Yale-ROSE/Qwen3-4B-dpo_gpt-oss-120b_8k_reasoning_ablation
Yale-ROSE/Qwen3-4B-dpo_gpt-oss-120b_8k_reasoning_ablation is a 4 billion parameter language model, fine-tuned from Qwen/Qwen3-4B by Yale-ROSE. This model utilizes Direct Preference Optimization (DPO) for training, enhancing its ability to align with human preferences. With a context length of 32768 tokens, it is designed for general text generation tasks, particularly benefiting from DPO's alignment capabilities.
Loading preview...
Overview
This model, developed by Yale-ROSE, is a fine-tuned variant of the Qwen3-4B architecture, featuring 4 billion parameters and a substantial 32768-token context window. It has been specifically trained using Direct Preference Optimization (DPO), a method detailed in the paper "Direct Preference Optimization: Your Language Model is Secretly a Reward Model." The training was conducted using the TRL framework, indicating a focus on aligning model outputs with desired human preferences.
Key Capabilities
- Preference Alignment: Enhanced through DPO training, suggesting improved adherence to specified preferences in generated text.

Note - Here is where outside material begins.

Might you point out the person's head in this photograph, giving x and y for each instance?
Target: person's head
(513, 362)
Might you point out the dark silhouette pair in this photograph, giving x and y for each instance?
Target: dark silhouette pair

- General Text Generation: Capable of generating responses to a wide array of prompts, as demonstrated by the quick start example.
- Extended Context: Benefits from a 32768-token context length, allowing for processing and generating longer, more coherent texts.
Training Details
The model's training leveraged TRL version 0.23.0, Transformers 4.56.1, Pytorch 2.7.1, Datasets 3.6.0, and Tokenizers 0.22.0. The DPO method aims to directly optimize a language model to act as a reward model, which can lead to more desirable and aligned outputs compared to traditional reinforcement learning from human feedback (RLHF) approaches.
Good For
- Applications requiring models that generate text aligned with specific preferences.
- General conversational AI and text completion tasks where context understanding is crucial.
- Developers interested in exploring the effects of DPO on Qwen3-4B's performance.